Migrating the Moshi Monsters backend from SVN to Git

Currently at Mindcandy we use a combination of SVN and Git for all our code. This is because storing lots of frequently changed binary Flash assets in Git is a pretty bad idea. There was also some legacy code that would benefit from moving to Git, but finding the time to do anything about it had been difficult.

Thanks to some recent cleanup and changes, some of those barriers have been disappearing, so over the last couple of days I’ve been getting the Moshi Monsters backend migrated over. It ended up being quite involved, and as we’ll hopefully be migrating more code over, I decided to write-up how I did it.

Problem

Migrating a large SVN repository to Git can cause issues when it contains a large amount of history, tags and branches. This is primarily due to the differences in the way that SVN and Git handle commits and branches.

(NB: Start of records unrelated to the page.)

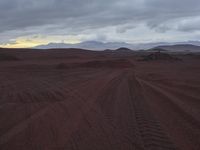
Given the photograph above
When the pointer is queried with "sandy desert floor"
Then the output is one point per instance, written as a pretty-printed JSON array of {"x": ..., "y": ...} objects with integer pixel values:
[{"x": 115, "y": 103}]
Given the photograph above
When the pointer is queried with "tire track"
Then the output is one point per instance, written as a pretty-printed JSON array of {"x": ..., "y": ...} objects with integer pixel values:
[{"x": 151, "y": 132}]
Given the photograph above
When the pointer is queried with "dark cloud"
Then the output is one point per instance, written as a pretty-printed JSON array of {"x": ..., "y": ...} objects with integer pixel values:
[{"x": 71, "y": 16}]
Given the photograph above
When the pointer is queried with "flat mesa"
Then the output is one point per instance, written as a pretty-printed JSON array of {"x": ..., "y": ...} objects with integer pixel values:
[{"x": 73, "y": 99}]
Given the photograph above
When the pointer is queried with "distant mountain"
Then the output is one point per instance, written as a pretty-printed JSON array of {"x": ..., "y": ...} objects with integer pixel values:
[
  {"x": 91, "y": 45},
  {"x": 180, "y": 47},
  {"x": 96, "y": 45}
]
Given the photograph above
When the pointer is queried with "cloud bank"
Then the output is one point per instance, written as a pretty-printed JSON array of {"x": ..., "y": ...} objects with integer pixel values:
[{"x": 113, "y": 20}]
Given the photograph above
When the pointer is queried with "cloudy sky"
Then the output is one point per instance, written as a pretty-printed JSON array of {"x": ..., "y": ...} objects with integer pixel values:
[{"x": 27, "y": 23}]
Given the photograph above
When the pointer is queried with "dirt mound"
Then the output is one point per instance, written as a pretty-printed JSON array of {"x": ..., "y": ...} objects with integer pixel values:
[
  {"x": 159, "y": 56},
  {"x": 7, "y": 57},
  {"x": 62, "y": 66},
  {"x": 119, "y": 63}
]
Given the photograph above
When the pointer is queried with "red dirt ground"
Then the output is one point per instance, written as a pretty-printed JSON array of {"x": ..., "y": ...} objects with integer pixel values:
[{"x": 98, "y": 102}]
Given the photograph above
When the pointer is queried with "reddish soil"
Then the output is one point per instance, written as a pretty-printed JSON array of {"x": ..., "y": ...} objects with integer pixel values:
[{"x": 82, "y": 100}]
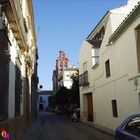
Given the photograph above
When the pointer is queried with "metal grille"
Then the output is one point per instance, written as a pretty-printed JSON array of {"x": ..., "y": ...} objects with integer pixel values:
[
  {"x": 4, "y": 76},
  {"x": 18, "y": 89}
]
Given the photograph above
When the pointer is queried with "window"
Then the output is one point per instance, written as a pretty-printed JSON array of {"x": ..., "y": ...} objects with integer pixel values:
[
  {"x": 4, "y": 76},
  {"x": 139, "y": 97},
  {"x": 133, "y": 126},
  {"x": 41, "y": 99},
  {"x": 18, "y": 87},
  {"x": 95, "y": 56},
  {"x": 107, "y": 68},
  {"x": 84, "y": 66},
  {"x": 114, "y": 108},
  {"x": 138, "y": 46}
]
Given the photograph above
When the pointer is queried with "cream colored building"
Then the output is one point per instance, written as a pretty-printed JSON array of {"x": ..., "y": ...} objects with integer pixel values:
[
  {"x": 18, "y": 66},
  {"x": 65, "y": 77},
  {"x": 109, "y": 68}
]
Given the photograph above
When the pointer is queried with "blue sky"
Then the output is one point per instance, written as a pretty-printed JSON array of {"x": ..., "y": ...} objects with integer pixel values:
[{"x": 64, "y": 24}]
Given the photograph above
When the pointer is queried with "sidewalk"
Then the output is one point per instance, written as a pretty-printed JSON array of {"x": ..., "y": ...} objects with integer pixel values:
[{"x": 33, "y": 132}]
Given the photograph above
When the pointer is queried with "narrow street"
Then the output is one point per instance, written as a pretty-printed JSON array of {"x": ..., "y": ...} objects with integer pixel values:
[{"x": 50, "y": 126}]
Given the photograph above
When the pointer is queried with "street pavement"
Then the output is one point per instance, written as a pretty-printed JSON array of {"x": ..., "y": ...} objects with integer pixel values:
[{"x": 49, "y": 126}]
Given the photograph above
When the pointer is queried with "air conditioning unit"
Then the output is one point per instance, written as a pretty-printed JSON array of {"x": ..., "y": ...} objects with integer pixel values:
[{"x": 2, "y": 24}]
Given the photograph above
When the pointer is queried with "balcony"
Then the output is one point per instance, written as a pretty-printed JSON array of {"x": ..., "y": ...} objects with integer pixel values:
[
  {"x": 83, "y": 79},
  {"x": 16, "y": 21}
]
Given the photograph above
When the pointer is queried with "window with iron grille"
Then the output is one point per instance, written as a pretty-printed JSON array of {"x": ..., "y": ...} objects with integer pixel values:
[
  {"x": 18, "y": 87},
  {"x": 107, "y": 68},
  {"x": 138, "y": 46},
  {"x": 114, "y": 108},
  {"x": 4, "y": 76}
]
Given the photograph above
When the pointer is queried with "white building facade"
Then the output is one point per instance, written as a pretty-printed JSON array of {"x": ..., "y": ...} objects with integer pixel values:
[
  {"x": 18, "y": 66},
  {"x": 109, "y": 68},
  {"x": 65, "y": 79}
]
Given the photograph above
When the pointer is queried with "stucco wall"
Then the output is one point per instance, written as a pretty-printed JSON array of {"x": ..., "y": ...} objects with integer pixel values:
[{"x": 120, "y": 86}]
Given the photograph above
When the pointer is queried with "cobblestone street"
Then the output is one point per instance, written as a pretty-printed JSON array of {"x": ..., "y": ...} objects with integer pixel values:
[{"x": 50, "y": 126}]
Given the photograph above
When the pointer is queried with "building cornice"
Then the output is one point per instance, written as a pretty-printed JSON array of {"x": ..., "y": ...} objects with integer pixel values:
[{"x": 126, "y": 22}]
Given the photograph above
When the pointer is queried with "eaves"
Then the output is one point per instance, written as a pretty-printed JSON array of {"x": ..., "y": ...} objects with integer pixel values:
[{"x": 126, "y": 23}]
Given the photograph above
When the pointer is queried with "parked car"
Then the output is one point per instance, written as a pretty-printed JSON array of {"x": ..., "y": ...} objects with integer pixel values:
[{"x": 129, "y": 128}]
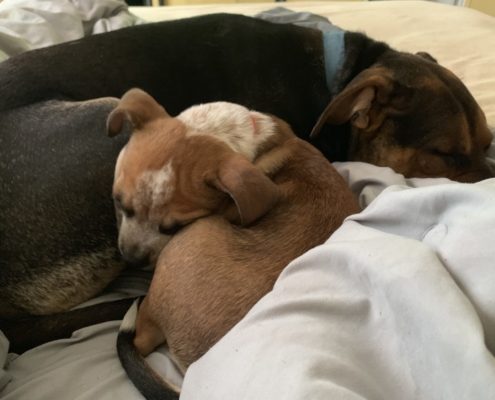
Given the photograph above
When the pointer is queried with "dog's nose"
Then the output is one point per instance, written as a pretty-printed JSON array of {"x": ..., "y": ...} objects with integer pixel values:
[{"x": 135, "y": 259}]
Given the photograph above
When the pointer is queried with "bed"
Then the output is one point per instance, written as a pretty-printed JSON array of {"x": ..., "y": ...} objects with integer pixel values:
[{"x": 398, "y": 304}]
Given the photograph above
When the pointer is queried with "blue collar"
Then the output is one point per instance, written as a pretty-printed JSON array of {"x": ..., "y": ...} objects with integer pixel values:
[{"x": 334, "y": 54}]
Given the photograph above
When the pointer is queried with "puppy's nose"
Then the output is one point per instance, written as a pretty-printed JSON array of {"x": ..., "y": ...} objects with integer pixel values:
[{"x": 134, "y": 258}]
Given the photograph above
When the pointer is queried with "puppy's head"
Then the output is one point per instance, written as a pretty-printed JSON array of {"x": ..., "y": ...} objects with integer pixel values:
[
  {"x": 175, "y": 170},
  {"x": 411, "y": 114}
]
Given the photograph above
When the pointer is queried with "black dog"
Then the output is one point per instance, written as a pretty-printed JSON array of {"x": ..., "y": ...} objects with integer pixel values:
[{"x": 57, "y": 228}]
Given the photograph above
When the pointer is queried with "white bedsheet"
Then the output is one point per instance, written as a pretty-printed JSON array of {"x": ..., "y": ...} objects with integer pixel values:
[
  {"x": 31, "y": 24},
  {"x": 398, "y": 304}
]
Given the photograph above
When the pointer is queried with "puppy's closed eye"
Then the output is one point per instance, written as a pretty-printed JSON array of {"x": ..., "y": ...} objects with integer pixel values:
[{"x": 128, "y": 211}]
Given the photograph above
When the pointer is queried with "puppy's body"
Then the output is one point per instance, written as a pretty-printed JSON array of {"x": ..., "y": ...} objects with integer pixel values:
[
  {"x": 213, "y": 271},
  {"x": 389, "y": 108}
]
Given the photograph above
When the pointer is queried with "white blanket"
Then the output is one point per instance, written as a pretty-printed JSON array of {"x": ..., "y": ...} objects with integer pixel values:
[
  {"x": 398, "y": 304},
  {"x": 28, "y": 24}
]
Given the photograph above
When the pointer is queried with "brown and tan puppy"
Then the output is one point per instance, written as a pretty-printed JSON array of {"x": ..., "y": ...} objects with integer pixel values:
[{"x": 252, "y": 197}]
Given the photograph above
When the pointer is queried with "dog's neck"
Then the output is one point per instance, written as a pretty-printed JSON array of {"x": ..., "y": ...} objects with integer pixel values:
[
  {"x": 334, "y": 55},
  {"x": 346, "y": 54}
]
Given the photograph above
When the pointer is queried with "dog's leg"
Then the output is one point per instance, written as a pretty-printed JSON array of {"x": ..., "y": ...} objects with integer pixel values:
[
  {"x": 59, "y": 326},
  {"x": 147, "y": 381}
]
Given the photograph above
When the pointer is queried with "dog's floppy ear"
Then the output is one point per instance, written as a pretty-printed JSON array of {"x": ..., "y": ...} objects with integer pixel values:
[
  {"x": 253, "y": 192},
  {"x": 135, "y": 109},
  {"x": 366, "y": 101},
  {"x": 427, "y": 56}
]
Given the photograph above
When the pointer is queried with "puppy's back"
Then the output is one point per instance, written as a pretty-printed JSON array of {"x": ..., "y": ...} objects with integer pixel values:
[{"x": 213, "y": 272}]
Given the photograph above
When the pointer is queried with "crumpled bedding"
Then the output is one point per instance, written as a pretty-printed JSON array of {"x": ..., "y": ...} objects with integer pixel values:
[
  {"x": 28, "y": 24},
  {"x": 398, "y": 304}
]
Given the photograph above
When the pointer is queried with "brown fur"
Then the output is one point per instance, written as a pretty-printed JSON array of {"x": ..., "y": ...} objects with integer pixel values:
[
  {"x": 212, "y": 272},
  {"x": 390, "y": 125}
]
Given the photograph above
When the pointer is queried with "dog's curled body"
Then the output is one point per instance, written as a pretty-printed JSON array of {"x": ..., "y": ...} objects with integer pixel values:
[
  {"x": 213, "y": 272},
  {"x": 284, "y": 198}
]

In short, when using git-svn to migrate, it’s necessary to pull down each commit from SVN, have Git calculate a commit hash for it, then re-commit that to the local repository. Furthermore, because SVN works by copying files for branches and doesn’t merge changes back into trunk in the same way as Git, it is also necessary to track back through every commit in a branch and calculate the commit information. Tags are awkward for similar reasons.

In a repository like the Moshi backend, with a little over 6 years history and plenty of old branches and tags, this can result in Git taking a lot of time, and a lot of CPU to try and go calculate this information, much of which is actually so old that it isn’t needed.

Interestingly though, if we ignore all the branches and tags and just pull down trunk into Git then the process takes about 10 minutes.

Solution

The decision was made to not migrate across all the branches and tags, but instead to get the entirety of the trunk history, and just a select number of the recent branches and tags. Unfortunately, this is a little fiddly to do with git-svn and requires a bit of config magic.

I’ll cover the commands necessary for doing this, however there is some other information that is useful when doing an SVN migration that this won’t go over. Primarily dealing with commit author name transformations. The http://git-scm.com/book/en/Git-and-Other-Systems-Migrating-to-Git site article covers that in more detail.

Commands

The first step is simple enough thankfully, and just requires cloning the SVN repository trunk folder, making sure to tell git-svn that this is just trunk. You can do this by using the -T or –trunk flags, which will make sure Git knows that there could be other folders containing the tags or branches.

git svn clone -T trunk http://svn.url/svn/repo/project/ project

It is worth pointing out that there may be multiple remotes with the same name, but followed by “@“. This happens when a branch was copied from a subfolder in the repository, and is not necessarily a whole repository copy. For example, when cloning our backend project I got this :-

remotes/trunk 0f6ddda [maven-release-plugin] prepare for next development iteration
remotes/trunk@8127 cbef06a Fixing Bug

Going back through the SVN history, it’s possible to see that revision 8128 was where /TRUNK was copied to /trunk. These should be safe to remove, because once Git has pulled everything it will track the history in its own commits. We’ll cover getting rid of them later.

Branches

Once we have this, we need to manually add each branch we want to pull down by adding an svn-remote to our Git config. This needs to have a URL and a fetch ref so Git knows what to get from where.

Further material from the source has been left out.